他心头一软,那点想笑的心思也淡了下去,只剩下满满的无奈和宠溺。
他重新坐稳,反手握住她抓着自己袖子的小手,用自己的大掌将她包裹起来。
“行,行,我不走。”
他的声音温和下来,带着安抚人心的力量:“我就在这儿陪着你,哪儿也不去。”
龙沛野这才后知后觉地发现。
原来自己这个看起来天不怕地不怕,敢跟人贩子搏斗,敢下海救人的小妻子,居然……怕打针。
他看着她紧紧依赖着自己的模样,只觉得心口某个地方又软又烫。
真是……
可爱得要命。
听到这话,连一旁准备药水的医生都忍不住笑了。
“许同、志,你这怕打针也正常嘛。”
他一边熟练地抽着药水,一边用过来人的语气开解道:“别说你了,好多小孩子都怕这个,其实不怎么疼,就是那个感觉,让人心里发毛。”

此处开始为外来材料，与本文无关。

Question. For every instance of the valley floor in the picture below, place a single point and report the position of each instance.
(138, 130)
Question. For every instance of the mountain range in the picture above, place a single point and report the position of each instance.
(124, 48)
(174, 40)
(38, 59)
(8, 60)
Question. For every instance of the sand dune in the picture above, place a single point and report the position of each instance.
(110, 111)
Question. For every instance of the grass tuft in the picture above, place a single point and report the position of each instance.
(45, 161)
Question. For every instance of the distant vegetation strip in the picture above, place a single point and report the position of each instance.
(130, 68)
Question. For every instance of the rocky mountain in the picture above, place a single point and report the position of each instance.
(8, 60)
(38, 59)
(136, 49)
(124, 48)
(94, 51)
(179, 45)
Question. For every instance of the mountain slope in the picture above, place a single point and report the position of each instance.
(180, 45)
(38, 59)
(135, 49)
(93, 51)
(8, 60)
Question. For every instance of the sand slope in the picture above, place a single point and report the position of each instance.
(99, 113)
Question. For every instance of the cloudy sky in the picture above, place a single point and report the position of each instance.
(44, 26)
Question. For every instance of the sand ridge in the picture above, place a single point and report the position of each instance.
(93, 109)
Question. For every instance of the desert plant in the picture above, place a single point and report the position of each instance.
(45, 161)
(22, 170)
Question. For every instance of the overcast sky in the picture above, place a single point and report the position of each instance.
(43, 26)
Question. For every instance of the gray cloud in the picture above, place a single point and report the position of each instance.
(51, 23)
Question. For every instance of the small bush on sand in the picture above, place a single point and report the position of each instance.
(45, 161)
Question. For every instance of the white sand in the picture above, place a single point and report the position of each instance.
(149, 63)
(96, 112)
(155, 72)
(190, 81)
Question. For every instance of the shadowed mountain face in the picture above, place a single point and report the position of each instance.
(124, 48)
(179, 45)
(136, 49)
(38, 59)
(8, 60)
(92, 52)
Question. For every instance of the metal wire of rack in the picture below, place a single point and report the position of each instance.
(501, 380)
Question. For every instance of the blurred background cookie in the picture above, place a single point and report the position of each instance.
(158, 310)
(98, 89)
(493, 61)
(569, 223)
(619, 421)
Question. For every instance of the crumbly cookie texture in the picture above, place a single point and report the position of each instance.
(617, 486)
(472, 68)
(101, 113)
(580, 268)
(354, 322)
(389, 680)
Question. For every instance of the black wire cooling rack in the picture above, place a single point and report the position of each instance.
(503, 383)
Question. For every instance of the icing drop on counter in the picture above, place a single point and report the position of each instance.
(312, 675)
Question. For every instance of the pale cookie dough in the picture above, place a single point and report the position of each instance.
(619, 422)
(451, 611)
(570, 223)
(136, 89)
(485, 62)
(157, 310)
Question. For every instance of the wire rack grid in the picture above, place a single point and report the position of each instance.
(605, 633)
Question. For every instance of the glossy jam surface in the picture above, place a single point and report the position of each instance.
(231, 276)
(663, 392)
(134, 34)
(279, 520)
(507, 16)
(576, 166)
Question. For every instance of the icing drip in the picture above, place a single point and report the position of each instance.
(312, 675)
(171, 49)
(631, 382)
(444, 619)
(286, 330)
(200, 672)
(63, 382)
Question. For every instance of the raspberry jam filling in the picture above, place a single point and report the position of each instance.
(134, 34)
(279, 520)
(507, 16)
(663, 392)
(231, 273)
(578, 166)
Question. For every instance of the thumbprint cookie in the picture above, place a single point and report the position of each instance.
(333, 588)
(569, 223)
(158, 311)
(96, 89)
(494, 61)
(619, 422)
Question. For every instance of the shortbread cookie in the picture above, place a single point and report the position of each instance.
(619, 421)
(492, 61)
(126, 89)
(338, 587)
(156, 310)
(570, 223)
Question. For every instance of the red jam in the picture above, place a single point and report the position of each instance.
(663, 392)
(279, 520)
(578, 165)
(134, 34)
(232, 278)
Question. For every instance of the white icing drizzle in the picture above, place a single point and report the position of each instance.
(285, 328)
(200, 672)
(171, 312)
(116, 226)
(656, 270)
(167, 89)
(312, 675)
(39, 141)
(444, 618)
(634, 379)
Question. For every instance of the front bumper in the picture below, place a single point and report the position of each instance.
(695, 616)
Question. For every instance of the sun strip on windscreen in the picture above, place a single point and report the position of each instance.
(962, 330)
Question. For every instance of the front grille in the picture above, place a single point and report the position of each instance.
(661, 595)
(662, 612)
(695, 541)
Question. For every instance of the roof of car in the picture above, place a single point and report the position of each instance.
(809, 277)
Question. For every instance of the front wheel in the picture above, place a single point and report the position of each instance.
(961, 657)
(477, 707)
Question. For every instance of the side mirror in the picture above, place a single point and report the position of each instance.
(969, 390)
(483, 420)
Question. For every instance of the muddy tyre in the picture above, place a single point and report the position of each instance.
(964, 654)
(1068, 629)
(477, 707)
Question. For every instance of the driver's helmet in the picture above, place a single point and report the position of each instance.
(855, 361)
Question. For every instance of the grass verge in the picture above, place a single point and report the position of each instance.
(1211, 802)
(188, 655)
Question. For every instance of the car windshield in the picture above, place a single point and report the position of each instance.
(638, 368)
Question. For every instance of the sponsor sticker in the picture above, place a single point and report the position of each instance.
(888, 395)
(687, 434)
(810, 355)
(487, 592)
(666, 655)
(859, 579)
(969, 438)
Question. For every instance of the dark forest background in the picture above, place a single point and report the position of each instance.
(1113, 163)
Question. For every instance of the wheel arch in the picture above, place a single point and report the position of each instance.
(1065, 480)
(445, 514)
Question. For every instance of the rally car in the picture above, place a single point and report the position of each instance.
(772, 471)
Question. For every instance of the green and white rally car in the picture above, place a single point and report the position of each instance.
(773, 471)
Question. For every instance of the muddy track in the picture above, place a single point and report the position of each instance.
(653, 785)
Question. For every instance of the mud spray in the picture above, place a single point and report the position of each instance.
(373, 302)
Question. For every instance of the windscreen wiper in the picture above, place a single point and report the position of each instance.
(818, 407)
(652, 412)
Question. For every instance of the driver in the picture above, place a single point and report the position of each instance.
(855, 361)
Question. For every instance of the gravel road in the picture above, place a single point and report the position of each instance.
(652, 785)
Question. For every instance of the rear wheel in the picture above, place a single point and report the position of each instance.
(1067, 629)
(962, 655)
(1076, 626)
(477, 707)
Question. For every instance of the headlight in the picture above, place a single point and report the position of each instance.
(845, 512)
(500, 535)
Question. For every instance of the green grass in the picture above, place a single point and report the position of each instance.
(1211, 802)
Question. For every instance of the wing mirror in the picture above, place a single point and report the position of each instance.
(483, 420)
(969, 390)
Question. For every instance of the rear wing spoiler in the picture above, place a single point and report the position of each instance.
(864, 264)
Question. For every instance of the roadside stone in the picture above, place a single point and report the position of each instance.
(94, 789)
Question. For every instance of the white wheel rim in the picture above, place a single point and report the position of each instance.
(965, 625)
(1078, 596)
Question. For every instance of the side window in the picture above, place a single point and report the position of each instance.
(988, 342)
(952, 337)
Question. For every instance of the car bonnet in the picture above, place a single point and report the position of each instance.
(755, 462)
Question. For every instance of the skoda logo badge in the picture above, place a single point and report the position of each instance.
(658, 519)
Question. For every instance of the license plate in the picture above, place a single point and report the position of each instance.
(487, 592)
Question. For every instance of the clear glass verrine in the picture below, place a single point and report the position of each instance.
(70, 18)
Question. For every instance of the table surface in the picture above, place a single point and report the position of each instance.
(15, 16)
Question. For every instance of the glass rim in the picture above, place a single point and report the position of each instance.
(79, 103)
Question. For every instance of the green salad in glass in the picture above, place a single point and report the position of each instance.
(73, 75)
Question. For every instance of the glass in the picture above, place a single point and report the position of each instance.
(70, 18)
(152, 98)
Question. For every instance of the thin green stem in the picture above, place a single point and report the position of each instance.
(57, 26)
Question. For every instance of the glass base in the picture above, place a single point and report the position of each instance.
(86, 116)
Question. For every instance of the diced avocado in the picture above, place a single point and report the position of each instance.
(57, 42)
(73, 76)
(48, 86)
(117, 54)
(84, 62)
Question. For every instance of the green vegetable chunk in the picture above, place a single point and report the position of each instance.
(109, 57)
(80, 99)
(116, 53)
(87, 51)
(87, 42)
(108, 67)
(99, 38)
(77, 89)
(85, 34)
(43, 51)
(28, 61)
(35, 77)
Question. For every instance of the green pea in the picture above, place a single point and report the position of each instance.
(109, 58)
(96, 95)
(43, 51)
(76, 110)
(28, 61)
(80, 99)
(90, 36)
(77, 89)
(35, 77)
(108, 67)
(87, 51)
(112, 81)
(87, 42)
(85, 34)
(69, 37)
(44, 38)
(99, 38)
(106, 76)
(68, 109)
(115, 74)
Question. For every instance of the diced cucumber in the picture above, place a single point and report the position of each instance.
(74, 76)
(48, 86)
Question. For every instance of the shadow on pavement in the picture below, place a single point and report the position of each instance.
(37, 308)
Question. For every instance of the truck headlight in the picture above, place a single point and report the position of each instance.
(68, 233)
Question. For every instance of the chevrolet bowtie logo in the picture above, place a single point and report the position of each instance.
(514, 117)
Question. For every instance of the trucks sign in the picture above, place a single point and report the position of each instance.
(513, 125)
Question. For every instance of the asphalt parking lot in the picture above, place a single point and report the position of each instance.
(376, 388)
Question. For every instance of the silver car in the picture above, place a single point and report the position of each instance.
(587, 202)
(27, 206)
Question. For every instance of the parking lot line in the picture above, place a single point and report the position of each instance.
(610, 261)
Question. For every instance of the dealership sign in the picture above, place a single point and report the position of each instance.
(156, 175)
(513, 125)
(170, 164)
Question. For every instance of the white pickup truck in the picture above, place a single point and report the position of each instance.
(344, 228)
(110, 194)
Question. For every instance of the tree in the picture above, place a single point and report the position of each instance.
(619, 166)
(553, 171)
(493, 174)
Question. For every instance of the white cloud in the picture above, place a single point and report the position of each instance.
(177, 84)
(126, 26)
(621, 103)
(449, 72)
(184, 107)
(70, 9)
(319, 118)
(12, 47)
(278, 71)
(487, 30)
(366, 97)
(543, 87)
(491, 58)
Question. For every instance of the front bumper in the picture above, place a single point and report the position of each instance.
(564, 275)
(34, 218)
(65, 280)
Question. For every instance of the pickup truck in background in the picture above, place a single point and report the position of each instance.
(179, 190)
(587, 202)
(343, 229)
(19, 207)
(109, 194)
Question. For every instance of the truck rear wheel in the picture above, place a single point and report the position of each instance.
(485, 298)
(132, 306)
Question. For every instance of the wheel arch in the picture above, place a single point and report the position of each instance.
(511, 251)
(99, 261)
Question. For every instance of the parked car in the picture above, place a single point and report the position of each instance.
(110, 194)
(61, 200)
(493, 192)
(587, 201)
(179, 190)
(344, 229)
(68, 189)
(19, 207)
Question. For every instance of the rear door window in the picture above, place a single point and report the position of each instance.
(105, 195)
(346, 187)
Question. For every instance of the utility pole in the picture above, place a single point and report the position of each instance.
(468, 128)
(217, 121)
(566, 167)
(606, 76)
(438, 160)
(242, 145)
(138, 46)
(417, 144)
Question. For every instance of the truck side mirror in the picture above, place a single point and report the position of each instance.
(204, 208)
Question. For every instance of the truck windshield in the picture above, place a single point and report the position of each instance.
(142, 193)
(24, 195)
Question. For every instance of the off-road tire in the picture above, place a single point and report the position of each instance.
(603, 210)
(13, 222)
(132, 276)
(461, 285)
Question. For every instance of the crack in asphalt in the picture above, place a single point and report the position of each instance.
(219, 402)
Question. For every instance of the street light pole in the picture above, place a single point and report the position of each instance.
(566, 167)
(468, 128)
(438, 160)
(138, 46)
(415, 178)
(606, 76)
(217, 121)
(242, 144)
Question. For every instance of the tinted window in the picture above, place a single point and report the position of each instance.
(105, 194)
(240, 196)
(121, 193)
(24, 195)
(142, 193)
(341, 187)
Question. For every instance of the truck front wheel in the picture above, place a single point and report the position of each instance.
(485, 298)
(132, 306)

许相思一听,瞬间找到了组织,仿佛抓住了救命稻草,头点得跟捣蒜似的。
“没错没错!王医生你可太懂了!就是这个理儿!”
可道理是这个道理,眼瞧着医生已经掰开了药瓶,开始把那透明的药水一滴不剩地吸进针管里。
那根细长冰冷的针头,在诊室的灯光下,正闪烁着令人心悸的寒光。
许相思刚刚才鼓起来的一点点勇气,瞬间就跟戳破了的气球一样,“咻”地一下全泄光了。
她“嗷”一嗓子,想也不想,一头就扎进了龙沛野结实温暖的怀里,双手死死地抱着他的腰,整张脸都埋了进去,紧紧闭上眼,打死也不敢再多看一眼。
医生拿着蘸了酒精的棉球走过来,隔着薄薄的裤子,都能清晰地感觉到她身体的肌肉绷得像块铁板。